15. Kurdukları düzeni anladığımız düşmanlarımızın kulağına
gitti. Tanrı düzenlerini boşa çıkarmıştı. O zaman hepimiz surlara, işimizin
başına döndük.
16. O günden sonra adamlarımın yarısı çalışırken öbür yarısı
mızraklı, kalkanlı, yaylı ve zırhlı olarak nöbet tuttu. Önderler Yahudalılar'ın
arkasında yer almıştı.
17. Duvarcılar, yükleri taşıyanlar, yükleyenler bir eliyle
çalışıyor, bir eliyle silah tutuyordu.
18. Yapıcılar kılıç kuşanmış, öyle çalışıyorlardı. Boru
çalansa benim yanımdaydı.
19. Soylulara, görevlilere ve geri kalan herkese, "İş çok
büyük ve dağınık" dedim, "Surların üzerinde her birimiz ayrı yerde,
birbirimizden uzaktayız.
20. Nereden boru sesini işitirseniz, orada bize katılın.
Tanrımız bizim için savaşacak."
21. İşte böyle çalışıyorduk. Yarımız gün doğumundan yıldızlar
görünene kadar mızraklarla nöbet tutuyordu.

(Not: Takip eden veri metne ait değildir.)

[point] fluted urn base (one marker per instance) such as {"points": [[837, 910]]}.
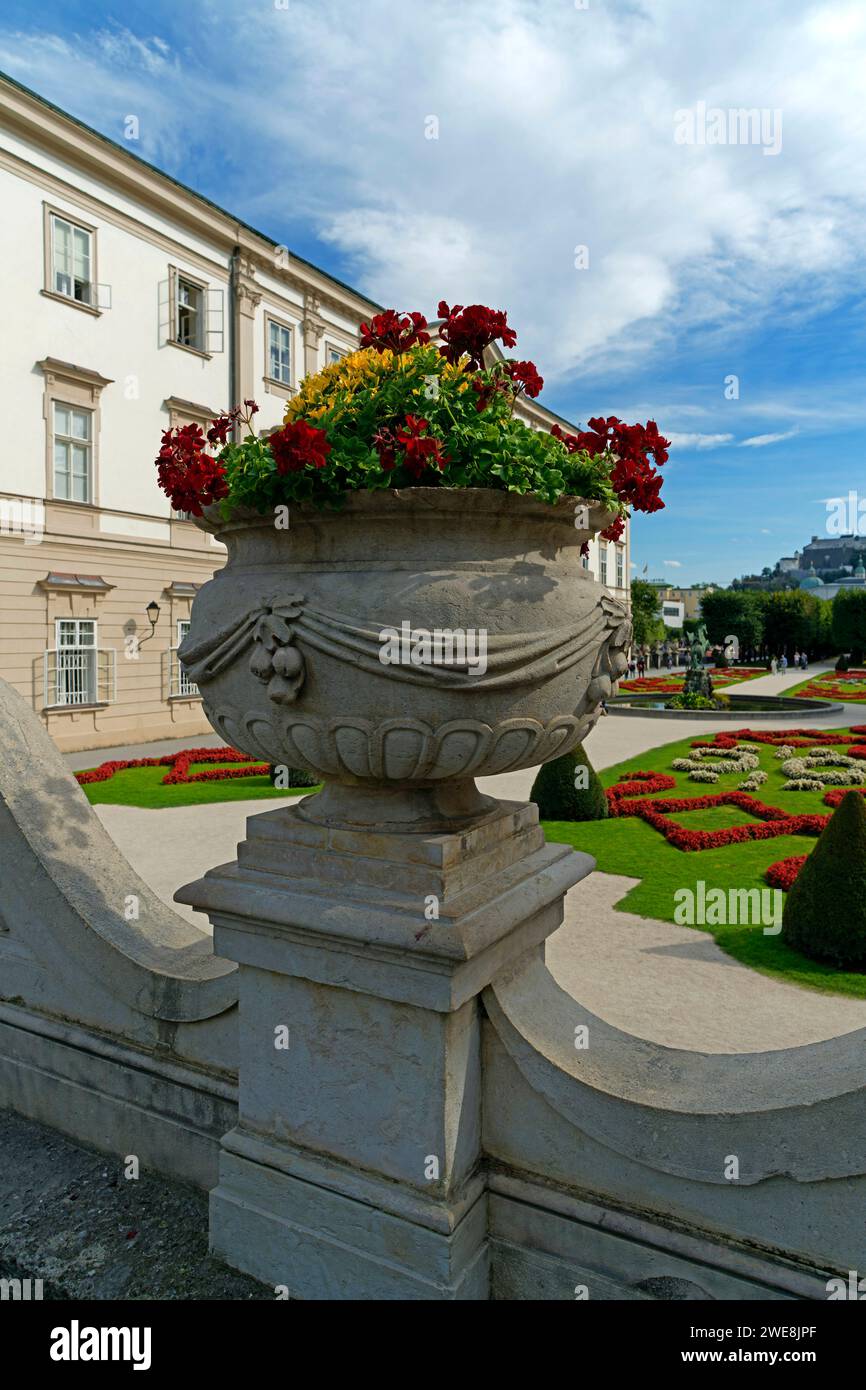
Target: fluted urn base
{"points": [[445, 806], [356, 1166]]}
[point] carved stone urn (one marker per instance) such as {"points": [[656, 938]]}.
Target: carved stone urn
{"points": [[405, 645], [398, 649]]}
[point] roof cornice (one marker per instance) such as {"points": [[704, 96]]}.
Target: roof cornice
{"points": [[31, 116]]}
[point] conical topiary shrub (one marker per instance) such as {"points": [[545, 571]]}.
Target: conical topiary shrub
{"points": [[560, 794], [824, 912]]}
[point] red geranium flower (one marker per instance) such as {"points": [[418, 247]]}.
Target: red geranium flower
{"points": [[633, 477], [524, 374], [469, 331], [299, 445], [420, 451], [396, 331], [385, 445], [615, 530], [188, 476]]}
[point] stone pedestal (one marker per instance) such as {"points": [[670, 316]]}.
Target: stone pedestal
{"points": [[355, 1171]]}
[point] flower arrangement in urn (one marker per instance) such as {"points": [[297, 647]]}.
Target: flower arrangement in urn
{"points": [[402, 413], [417, 503]]}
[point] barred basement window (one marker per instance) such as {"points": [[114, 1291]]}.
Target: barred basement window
{"points": [[78, 672], [181, 685]]}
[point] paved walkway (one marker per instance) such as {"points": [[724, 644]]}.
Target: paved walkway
{"points": [[666, 983]]}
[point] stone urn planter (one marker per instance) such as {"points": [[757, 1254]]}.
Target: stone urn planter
{"points": [[405, 645]]}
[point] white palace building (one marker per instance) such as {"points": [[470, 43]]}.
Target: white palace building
{"points": [[132, 303]]}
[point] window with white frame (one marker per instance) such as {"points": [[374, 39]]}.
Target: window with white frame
{"points": [[280, 352], [181, 684], [189, 313], [71, 260], [602, 562], [72, 446], [75, 666]]}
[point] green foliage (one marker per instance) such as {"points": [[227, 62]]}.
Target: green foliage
{"points": [[738, 612], [296, 777], [645, 620], [369, 392], [824, 912], [630, 847], [848, 623], [558, 798], [795, 619], [694, 701]]}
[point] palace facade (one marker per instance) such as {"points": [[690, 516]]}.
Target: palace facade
{"points": [[132, 303]]}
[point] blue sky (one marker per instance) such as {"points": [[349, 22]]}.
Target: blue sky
{"points": [[559, 125]]}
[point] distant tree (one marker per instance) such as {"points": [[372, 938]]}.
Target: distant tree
{"points": [[648, 626], [848, 623], [794, 619], [734, 612]]}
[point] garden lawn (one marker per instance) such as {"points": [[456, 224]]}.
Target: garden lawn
{"points": [[627, 845], [143, 787], [838, 687]]}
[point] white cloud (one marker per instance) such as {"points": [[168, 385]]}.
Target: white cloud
{"points": [[761, 441], [321, 127], [697, 441]]}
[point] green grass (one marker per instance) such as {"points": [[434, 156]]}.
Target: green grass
{"points": [[143, 787], [627, 845], [855, 692]]}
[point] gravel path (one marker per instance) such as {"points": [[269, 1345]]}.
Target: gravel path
{"points": [[72, 1219], [660, 982]]}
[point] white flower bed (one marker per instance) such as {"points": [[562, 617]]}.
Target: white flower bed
{"points": [[752, 781]]}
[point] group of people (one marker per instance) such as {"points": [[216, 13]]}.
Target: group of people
{"points": [[667, 659], [799, 662]]}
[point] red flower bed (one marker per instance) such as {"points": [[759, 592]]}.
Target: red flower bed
{"points": [[180, 765], [831, 685], [722, 676], [833, 798], [770, 820], [645, 783], [779, 737], [784, 872]]}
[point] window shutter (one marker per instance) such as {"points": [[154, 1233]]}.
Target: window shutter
{"points": [[214, 320], [106, 680], [167, 302], [50, 677]]}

22. O sırada halka, "Herkes geceyi yardımcısıyla birlikte
Yeruşalim'de geçirsin" dedim, "Gece bizim için nöbet tutsunlar,
gündüz de çalışsınlar."
23. Ne ben, ne kardeşlerim, ne adamlarım, ne de yanımdaki
nöbetçiler, giysilerimizi çıkarmadık. Herkes suya bile silahıyla gitti.